ERISA

May 8, 2013

 

Most D&O policies exclude any claim for violation of duties imposed by the federal Employee Retirement Income Security Act of 1974 (ERISA) and other similar laws upon fiduciaries of pension, profit-sharing, health and welfare, or other employee benefits plans or trusts. A typical ERISA exclusion follows.

 

The Underwriter shall not be liable under this Coverage Part for Loss on account of, and shall not be obligated to defend, any Claim made against any Insured:

E. for an actual or alleged violation of the responsibilities, obligations or duties imposed by ERISA or similar provisions of any federal, state or local statutory law or common law with respect to any pernsion, profit sharing, health and welfare or other employee benefit plan or trust established or maintained for the purpose of providing benefits to employees of the Entity;

Chartis (National Union Fire Insurance Co.), U-NPL-120-B CW (06/10)

 

ERISA sets forth a broad scope of fiduciary obligations and created numerous liability exposures for individuals and companies that create and manage pension and employee benefit plans. The law was designed to not only define the responsibilities of plan fiduciaries, but also to balance the interests of plan participants and sponsors. The law's numerous and complicated provisions deal with, among other things (1) the duties and responsibilities of inside and outside fiduciaries, (2) the types of plans that are covered by, and exempt from, the law, (3) prohibited transactions and those subject to Internal Revenue Service penalties, and (4) bonding requirements as respects fiduciaries. Failure to comply with ERISA provisions can subject individual and corporate fiduciaries to both civil and criminal penalties.

 

When ERISA was originally passed by Congress, pension and employee benefit plan participants, as long as they fulfilled certain requirements, were guaranteed to receive a promised set of benefits. In turn, plan sponsors were promised freedom from having to comply with a complicated maze of state regulations when they operated across state lines as well as less worry about jury trials and damage awards. Unfortunately, many of the benefits promised when ERISA was passed failed to materialize or were modified dramatically by the courts in ensuing years. (Shortly after the Act's passage, the complicated provisions of ERISA led Rep.
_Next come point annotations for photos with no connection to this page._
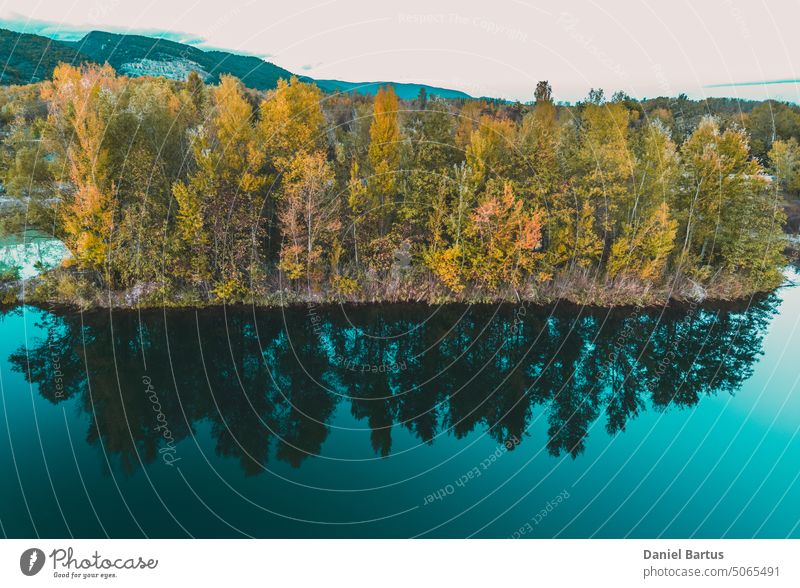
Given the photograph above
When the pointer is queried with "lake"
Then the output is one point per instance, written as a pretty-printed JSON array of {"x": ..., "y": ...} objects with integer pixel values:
[{"x": 403, "y": 421}]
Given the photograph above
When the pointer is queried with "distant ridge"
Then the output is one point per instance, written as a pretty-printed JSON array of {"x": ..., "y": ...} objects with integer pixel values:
[{"x": 31, "y": 58}]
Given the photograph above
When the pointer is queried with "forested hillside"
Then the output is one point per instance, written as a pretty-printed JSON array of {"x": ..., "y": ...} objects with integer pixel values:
[{"x": 170, "y": 192}]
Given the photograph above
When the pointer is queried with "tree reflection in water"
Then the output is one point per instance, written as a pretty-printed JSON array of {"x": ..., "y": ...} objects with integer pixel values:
[{"x": 277, "y": 376}]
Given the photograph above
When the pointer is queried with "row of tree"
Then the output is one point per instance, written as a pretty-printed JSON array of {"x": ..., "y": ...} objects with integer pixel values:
[{"x": 230, "y": 194}]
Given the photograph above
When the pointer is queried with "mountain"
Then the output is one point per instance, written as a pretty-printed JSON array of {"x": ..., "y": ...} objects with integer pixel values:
[
  {"x": 136, "y": 55},
  {"x": 404, "y": 91},
  {"x": 31, "y": 58}
]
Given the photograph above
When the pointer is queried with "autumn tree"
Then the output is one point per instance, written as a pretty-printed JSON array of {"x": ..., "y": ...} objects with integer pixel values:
[
  {"x": 785, "y": 159},
  {"x": 309, "y": 218},
  {"x": 384, "y": 152},
  {"x": 82, "y": 103},
  {"x": 219, "y": 206},
  {"x": 643, "y": 250}
]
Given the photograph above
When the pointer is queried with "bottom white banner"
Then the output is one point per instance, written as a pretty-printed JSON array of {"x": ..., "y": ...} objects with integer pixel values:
[{"x": 388, "y": 563}]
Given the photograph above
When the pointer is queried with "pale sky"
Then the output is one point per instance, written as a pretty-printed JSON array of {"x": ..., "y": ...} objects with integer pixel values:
[{"x": 486, "y": 48}]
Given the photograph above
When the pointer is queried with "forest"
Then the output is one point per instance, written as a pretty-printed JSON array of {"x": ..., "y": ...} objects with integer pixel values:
[{"x": 183, "y": 193}]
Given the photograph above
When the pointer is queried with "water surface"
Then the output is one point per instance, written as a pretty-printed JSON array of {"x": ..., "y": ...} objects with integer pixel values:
[{"x": 402, "y": 420}]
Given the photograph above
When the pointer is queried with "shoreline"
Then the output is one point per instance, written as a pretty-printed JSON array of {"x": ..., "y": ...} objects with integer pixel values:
[{"x": 599, "y": 298}]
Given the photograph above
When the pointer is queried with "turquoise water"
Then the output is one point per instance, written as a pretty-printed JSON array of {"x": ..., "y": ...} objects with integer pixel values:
[
  {"x": 404, "y": 420},
  {"x": 31, "y": 251}
]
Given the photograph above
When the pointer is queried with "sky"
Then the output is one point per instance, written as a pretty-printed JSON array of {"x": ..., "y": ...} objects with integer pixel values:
[{"x": 499, "y": 48}]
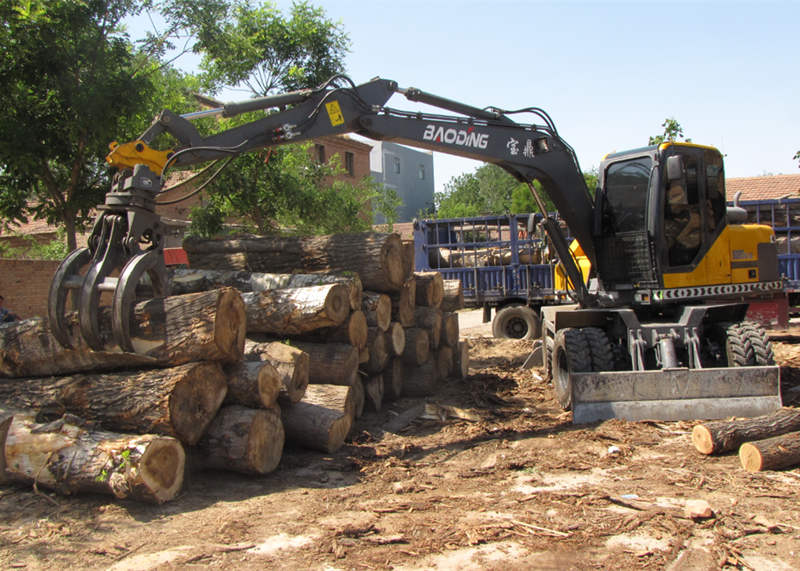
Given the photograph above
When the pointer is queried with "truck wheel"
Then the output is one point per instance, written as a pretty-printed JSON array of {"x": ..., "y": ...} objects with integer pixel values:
[
  {"x": 571, "y": 354},
  {"x": 516, "y": 322}
]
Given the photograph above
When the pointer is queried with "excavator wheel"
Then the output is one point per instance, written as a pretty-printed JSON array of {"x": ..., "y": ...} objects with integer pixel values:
[{"x": 571, "y": 354}]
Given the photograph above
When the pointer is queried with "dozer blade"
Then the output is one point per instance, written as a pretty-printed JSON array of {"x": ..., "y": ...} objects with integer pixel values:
[{"x": 675, "y": 394}]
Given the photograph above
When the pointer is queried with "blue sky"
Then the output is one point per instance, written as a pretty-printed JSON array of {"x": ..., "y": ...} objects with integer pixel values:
[{"x": 608, "y": 73}]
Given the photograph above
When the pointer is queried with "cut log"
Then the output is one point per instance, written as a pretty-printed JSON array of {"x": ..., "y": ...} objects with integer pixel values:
[
  {"x": 396, "y": 338},
  {"x": 377, "y": 308},
  {"x": 295, "y": 311},
  {"x": 726, "y": 435},
  {"x": 404, "y": 302},
  {"x": 453, "y": 296},
  {"x": 321, "y": 421},
  {"x": 430, "y": 319},
  {"x": 450, "y": 332},
  {"x": 180, "y": 401},
  {"x": 254, "y": 384},
  {"x": 418, "y": 346},
  {"x": 376, "y": 258},
  {"x": 291, "y": 363},
  {"x": 422, "y": 380},
  {"x": 430, "y": 289},
  {"x": 393, "y": 379},
  {"x": 772, "y": 453},
  {"x": 206, "y": 326},
  {"x": 243, "y": 440},
  {"x": 330, "y": 363},
  {"x": 70, "y": 459}
]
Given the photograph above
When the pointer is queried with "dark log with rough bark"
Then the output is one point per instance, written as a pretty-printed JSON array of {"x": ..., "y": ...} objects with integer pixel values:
[
  {"x": 377, "y": 308},
  {"x": 330, "y": 363},
  {"x": 243, "y": 440},
  {"x": 725, "y": 435},
  {"x": 291, "y": 363},
  {"x": 393, "y": 379},
  {"x": 453, "y": 295},
  {"x": 771, "y": 453},
  {"x": 206, "y": 326},
  {"x": 430, "y": 288},
  {"x": 296, "y": 311},
  {"x": 404, "y": 302},
  {"x": 254, "y": 384},
  {"x": 194, "y": 280},
  {"x": 450, "y": 331},
  {"x": 422, "y": 380},
  {"x": 430, "y": 319},
  {"x": 322, "y": 420},
  {"x": 179, "y": 401},
  {"x": 418, "y": 346},
  {"x": 70, "y": 459},
  {"x": 376, "y": 258}
]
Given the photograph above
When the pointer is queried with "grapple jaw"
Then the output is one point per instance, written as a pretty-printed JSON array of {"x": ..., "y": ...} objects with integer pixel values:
[{"x": 125, "y": 245}]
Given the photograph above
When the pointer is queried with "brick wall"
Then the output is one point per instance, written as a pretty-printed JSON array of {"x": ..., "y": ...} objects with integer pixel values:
[{"x": 25, "y": 284}]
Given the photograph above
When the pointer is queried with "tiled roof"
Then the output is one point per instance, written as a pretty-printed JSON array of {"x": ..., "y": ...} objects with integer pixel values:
[{"x": 763, "y": 187}]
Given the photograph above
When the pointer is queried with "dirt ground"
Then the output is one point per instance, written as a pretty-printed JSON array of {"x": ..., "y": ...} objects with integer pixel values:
[{"x": 490, "y": 474}]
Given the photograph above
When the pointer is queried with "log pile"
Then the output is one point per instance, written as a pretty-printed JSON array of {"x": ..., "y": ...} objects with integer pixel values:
[{"x": 229, "y": 368}]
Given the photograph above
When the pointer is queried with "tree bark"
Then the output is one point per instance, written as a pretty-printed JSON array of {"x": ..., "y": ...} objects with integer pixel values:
[
  {"x": 377, "y": 308},
  {"x": 291, "y": 363},
  {"x": 772, "y": 453},
  {"x": 206, "y": 326},
  {"x": 179, "y": 401},
  {"x": 244, "y": 440},
  {"x": 376, "y": 258},
  {"x": 725, "y": 435},
  {"x": 253, "y": 384},
  {"x": 296, "y": 311},
  {"x": 70, "y": 459}
]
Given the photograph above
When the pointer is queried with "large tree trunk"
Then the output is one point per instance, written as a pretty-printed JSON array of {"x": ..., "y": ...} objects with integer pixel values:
[
  {"x": 297, "y": 310},
  {"x": 376, "y": 258},
  {"x": 244, "y": 440},
  {"x": 772, "y": 453},
  {"x": 180, "y": 401},
  {"x": 206, "y": 326},
  {"x": 291, "y": 363},
  {"x": 254, "y": 384},
  {"x": 71, "y": 459},
  {"x": 725, "y": 435}
]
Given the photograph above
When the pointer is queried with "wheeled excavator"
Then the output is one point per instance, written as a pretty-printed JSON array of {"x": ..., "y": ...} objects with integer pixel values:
[{"x": 657, "y": 328}]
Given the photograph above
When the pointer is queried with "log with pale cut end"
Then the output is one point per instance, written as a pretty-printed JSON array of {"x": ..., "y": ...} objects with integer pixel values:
[
  {"x": 393, "y": 379},
  {"x": 377, "y": 308},
  {"x": 295, "y": 311},
  {"x": 376, "y": 258},
  {"x": 253, "y": 384},
  {"x": 70, "y": 459},
  {"x": 291, "y": 363},
  {"x": 453, "y": 296},
  {"x": 404, "y": 302},
  {"x": 330, "y": 363},
  {"x": 422, "y": 380},
  {"x": 243, "y": 440},
  {"x": 771, "y": 453},
  {"x": 396, "y": 338},
  {"x": 450, "y": 331},
  {"x": 430, "y": 288},
  {"x": 430, "y": 319},
  {"x": 418, "y": 346},
  {"x": 206, "y": 326},
  {"x": 321, "y": 421},
  {"x": 179, "y": 401},
  {"x": 378, "y": 351},
  {"x": 726, "y": 435}
]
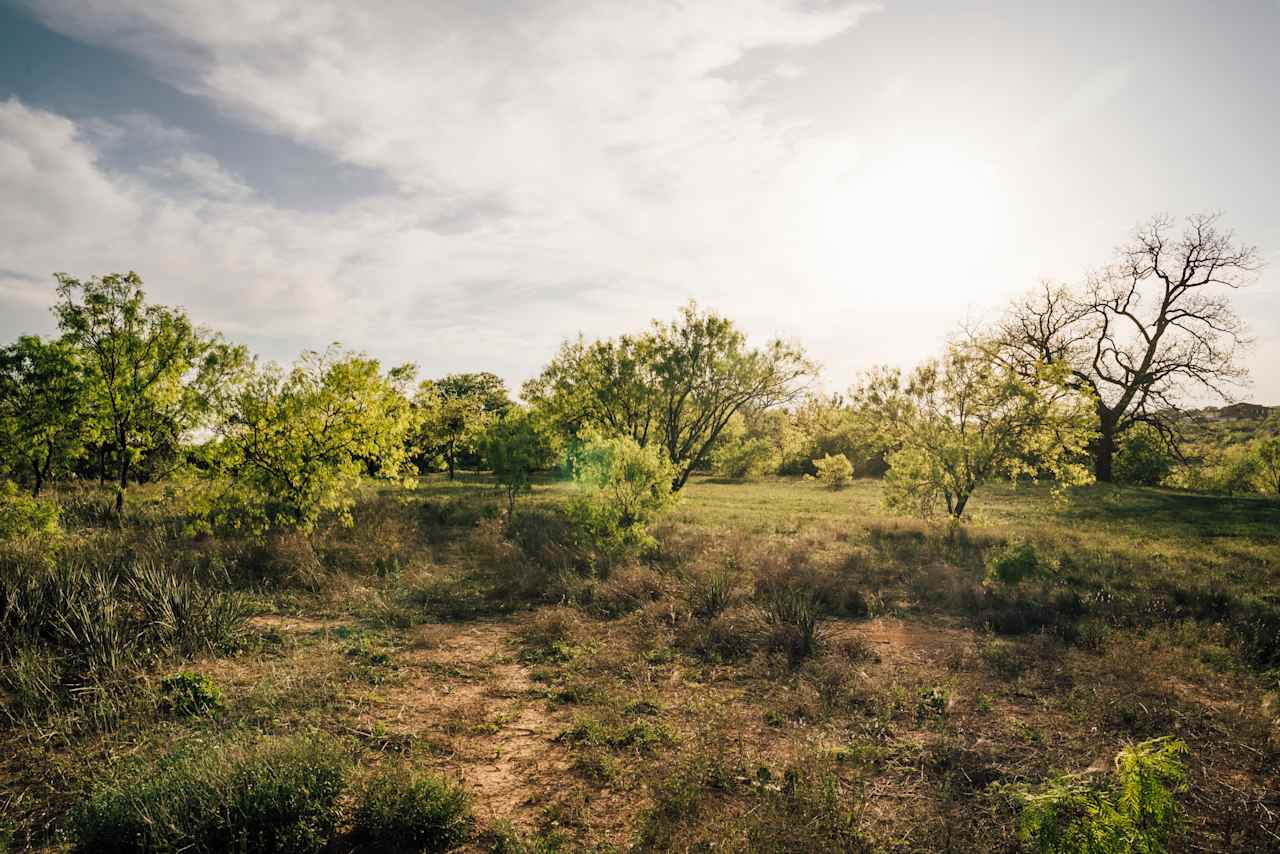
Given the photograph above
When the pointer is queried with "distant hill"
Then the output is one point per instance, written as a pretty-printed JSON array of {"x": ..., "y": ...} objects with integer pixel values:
[
  {"x": 1237, "y": 412},
  {"x": 1220, "y": 428}
]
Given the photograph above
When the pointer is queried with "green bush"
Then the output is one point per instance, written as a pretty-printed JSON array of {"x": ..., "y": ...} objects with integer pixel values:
[
  {"x": 1018, "y": 562},
  {"x": 1134, "y": 813},
  {"x": 622, "y": 488},
  {"x": 21, "y": 515},
  {"x": 745, "y": 459},
  {"x": 191, "y": 694},
  {"x": 400, "y": 809},
  {"x": 1143, "y": 457},
  {"x": 833, "y": 471},
  {"x": 278, "y": 795}
]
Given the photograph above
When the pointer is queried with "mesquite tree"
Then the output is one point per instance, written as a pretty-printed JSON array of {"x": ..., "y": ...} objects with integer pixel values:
[
  {"x": 676, "y": 386},
  {"x": 136, "y": 356},
  {"x": 1144, "y": 330}
]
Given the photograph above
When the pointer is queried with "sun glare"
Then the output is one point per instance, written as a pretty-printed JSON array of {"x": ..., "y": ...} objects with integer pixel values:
[{"x": 922, "y": 219}]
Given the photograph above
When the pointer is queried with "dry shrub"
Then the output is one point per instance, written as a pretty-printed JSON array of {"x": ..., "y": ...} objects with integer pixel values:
[
  {"x": 734, "y": 634},
  {"x": 832, "y": 589},
  {"x": 551, "y": 633},
  {"x": 631, "y": 588},
  {"x": 284, "y": 561},
  {"x": 835, "y": 679}
]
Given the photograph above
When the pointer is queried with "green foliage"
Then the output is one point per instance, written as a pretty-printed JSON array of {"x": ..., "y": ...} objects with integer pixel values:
[
  {"x": 676, "y": 386},
  {"x": 296, "y": 443},
  {"x": 1143, "y": 457},
  {"x": 188, "y": 694},
  {"x": 22, "y": 515},
  {"x": 452, "y": 416},
  {"x": 1018, "y": 562},
  {"x": 621, "y": 489},
  {"x": 968, "y": 419},
  {"x": 833, "y": 471},
  {"x": 1269, "y": 464},
  {"x": 402, "y": 811},
  {"x": 515, "y": 448},
  {"x": 278, "y": 795},
  {"x": 744, "y": 459},
  {"x": 138, "y": 360},
  {"x": 1136, "y": 813},
  {"x": 42, "y": 409}
]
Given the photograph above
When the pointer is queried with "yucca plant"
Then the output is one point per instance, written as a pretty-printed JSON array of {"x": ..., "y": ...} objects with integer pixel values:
[{"x": 1133, "y": 813}]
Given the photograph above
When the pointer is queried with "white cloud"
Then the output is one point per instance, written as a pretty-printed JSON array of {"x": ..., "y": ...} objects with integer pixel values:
[{"x": 560, "y": 167}]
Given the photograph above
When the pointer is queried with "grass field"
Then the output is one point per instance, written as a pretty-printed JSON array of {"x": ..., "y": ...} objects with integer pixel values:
[{"x": 664, "y": 704}]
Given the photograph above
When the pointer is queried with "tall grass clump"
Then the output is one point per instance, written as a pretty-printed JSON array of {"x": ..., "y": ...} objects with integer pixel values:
[
  {"x": 792, "y": 613},
  {"x": 100, "y": 612},
  {"x": 278, "y": 795},
  {"x": 402, "y": 811}
]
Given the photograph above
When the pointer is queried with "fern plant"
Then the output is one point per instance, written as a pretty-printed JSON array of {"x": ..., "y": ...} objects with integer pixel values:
[{"x": 1136, "y": 813}]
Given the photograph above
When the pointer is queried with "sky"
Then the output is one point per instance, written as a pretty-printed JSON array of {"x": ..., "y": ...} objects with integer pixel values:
[{"x": 465, "y": 185}]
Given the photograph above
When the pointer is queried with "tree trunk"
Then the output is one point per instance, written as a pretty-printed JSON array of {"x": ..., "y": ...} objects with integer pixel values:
[
  {"x": 123, "y": 484},
  {"x": 1104, "y": 452}
]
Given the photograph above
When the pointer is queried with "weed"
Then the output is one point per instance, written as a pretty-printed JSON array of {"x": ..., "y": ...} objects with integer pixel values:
[
  {"x": 270, "y": 795},
  {"x": 188, "y": 694},
  {"x": 400, "y": 809}
]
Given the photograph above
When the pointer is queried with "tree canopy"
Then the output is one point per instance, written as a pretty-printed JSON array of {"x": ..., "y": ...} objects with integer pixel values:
[
  {"x": 1143, "y": 330},
  {"x": 961, "y": 420},
  {"x": 676, "y": 386}
]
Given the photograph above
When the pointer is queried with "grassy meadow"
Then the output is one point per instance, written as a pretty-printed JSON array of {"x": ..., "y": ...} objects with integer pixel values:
[{"x": 438, "y": 677}]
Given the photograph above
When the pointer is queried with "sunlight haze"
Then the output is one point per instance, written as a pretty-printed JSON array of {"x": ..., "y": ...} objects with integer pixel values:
[{"x": 466, "y": 185}]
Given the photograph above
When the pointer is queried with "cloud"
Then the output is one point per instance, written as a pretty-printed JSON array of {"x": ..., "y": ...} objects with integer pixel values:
[{"x": 557, "y": 167}]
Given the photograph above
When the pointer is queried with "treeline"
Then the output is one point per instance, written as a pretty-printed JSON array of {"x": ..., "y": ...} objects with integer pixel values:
[{"x": 1070, "y": 384}]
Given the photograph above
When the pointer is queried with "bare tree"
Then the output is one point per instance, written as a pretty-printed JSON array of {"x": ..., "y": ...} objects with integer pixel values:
[{"x": 1144, "y": 330}]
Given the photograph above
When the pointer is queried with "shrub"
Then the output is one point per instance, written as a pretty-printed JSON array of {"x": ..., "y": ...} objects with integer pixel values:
[
  {"x": 515, "y": 448},
  {"x": 191, "y": 694},
  {"x": 400, "y": 809},
  {"x": 21, "y": 515},
  {"x": 833, "y": 471},
  {"x": 1136, "y": 813},
  {"x": 1018, "y": 562},
  {"x": 622, "y": 488},
  {"x": 1143, "y": 457},
  {"x": 270, "y": 795},
  {"x": 809, "y": 812},
  {"x": 745, "y": 459}
]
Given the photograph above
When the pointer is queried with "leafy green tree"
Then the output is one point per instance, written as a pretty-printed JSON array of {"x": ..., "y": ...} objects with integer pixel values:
[
  {"x": 676, "y": 386},
  {"x": 622, "y": 487},
  {"x": 515, "y": 448},
  {"x": 136, "y": 356},
  {"x": 1143, "y": 457},
  {"x": 295, "y": 443},
  {"x": 42, "y": 409},
  {"x": 452, "y": 415},
  {"x": 963, "y": 420}
]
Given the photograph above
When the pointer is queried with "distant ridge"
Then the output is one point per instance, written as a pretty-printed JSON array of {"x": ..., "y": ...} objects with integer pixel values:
[{"x": 1235, "y": 412}]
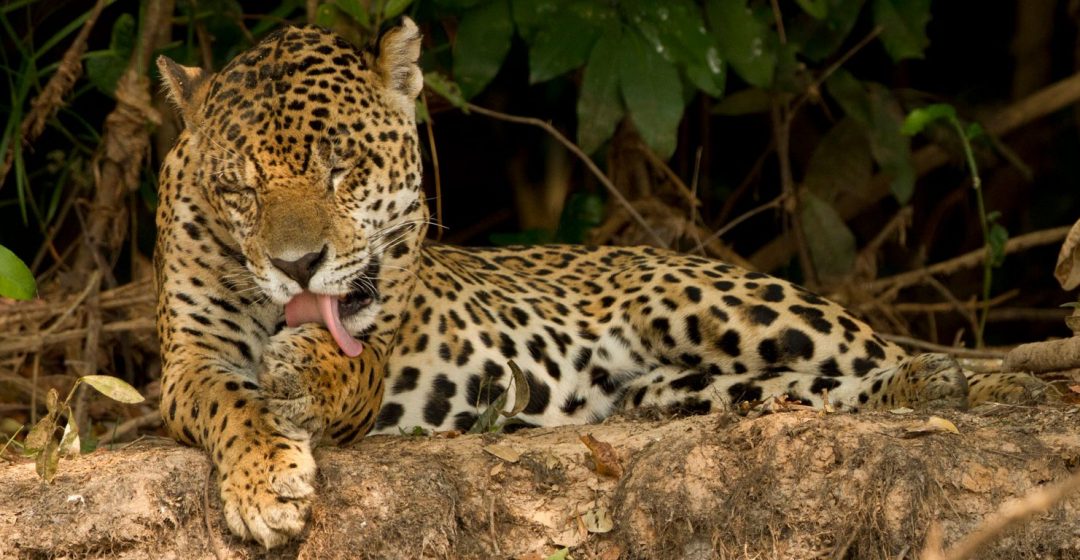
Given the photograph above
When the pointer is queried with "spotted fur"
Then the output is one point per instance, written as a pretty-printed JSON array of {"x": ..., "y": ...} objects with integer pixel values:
[{"x": 299, "y": 167}]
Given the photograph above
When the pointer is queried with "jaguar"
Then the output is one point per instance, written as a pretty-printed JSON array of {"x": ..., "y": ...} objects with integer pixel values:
[{"x": 299, "y": 303}]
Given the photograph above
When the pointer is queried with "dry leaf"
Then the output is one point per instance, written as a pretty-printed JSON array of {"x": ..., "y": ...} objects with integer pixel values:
[
  {"x": 504, "y": 452},
  {"x": 597, "y": 520},
  {"x": 1067, "y": 270},
  {"x": 605, "y": 460},
  {"x": 932, "y": 425}
]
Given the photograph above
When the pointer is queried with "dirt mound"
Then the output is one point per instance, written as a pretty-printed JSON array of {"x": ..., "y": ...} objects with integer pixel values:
[{"x": 796, "y": 485}]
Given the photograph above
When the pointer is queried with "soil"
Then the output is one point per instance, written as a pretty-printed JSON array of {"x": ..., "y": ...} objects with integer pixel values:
[{"x": 792, "y": 485}]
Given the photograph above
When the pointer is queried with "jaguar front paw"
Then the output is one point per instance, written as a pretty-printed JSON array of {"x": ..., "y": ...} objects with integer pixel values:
[
  {"x": 267, "y": 493},
  {"x": 932, "y": 381}
]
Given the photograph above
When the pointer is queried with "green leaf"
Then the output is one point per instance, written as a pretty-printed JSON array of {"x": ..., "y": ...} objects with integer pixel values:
[
  {"x": 69, "y": 441},
  {"x": 521, "y": 391},
  {"x": 918, "y": 119},
  {"x": 841, "y": 163},
  {"x": 817, "y": 9},
  {"x": 354, "y": 9},
  {"x": 747, "y": 43},
  {"x": 676, "y": 29},
  {"x": 582, "y": 213},
  {"x": 446, "y": 89},
  {"x": 561, "y": 45},
  {"x": 599, "y": 106},
  {"x": 48, "y": 461},
  {"x": 105, "y": 71},
  {"x": 563, "y": 554},
  {"x": 904, "y": 26},
  {"x": 16, "y": 282},
  {"x": 998, "y": 237},
  {"x": 652, "y": 92},
  {"x": 40, "y": 434},
  {"x": 482, "y": 44},
  {"x": 113, "y": 387},
  {"x": 831, "y": 243},
  {"x": 890, "y": 147}
]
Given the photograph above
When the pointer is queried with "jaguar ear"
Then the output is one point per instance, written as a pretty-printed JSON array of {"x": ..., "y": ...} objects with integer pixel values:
[
  {"x": 399, "y": 51},
  {"x": 183, "y": 86}
]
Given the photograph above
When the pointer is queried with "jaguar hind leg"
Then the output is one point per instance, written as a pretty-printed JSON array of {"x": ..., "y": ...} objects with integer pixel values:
[
  {"x": 1011, "y": 388},
  {"x": 923, "y": 381}
]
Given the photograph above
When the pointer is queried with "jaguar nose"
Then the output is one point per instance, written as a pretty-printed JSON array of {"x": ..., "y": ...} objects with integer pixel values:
[{"x": 301, "y": 269}]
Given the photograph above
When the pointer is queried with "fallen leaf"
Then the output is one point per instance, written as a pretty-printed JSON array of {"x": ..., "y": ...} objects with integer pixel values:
[
  {"x": 597, "y": 520},
  {"x": 504, "y": 452},
  {"x": 932, "y": 425},
  {"x": 563, "y": 554},
  {"x": 605, "y": 459},
  {"x": 1067, "y": 270}
]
John Erlenborn to say that the acronym stood for “Every Ridiculous Idea Since Adam.”)

 

Today there is a well-developed market for fiduciary liability insurance. Most organizations purchase separate coverage for this exposure, although several D&O insurers will endorse fiduciary liability coverage on the D&O policy for an additional premium or will offer a comprehensive executive protection package policy that includes D&O, fiduciary, crime, employment practices liability and kidnap-ransom coverages.

 

A few D&O insurers exclude not only ERISA-fiduciary liability but also liability for errors and omissions in administration of employee benefits programs. The employee benefits administration errors and omissions exposure can be included by endorsement to the CGL policy or within a separate fiduciary liability policy.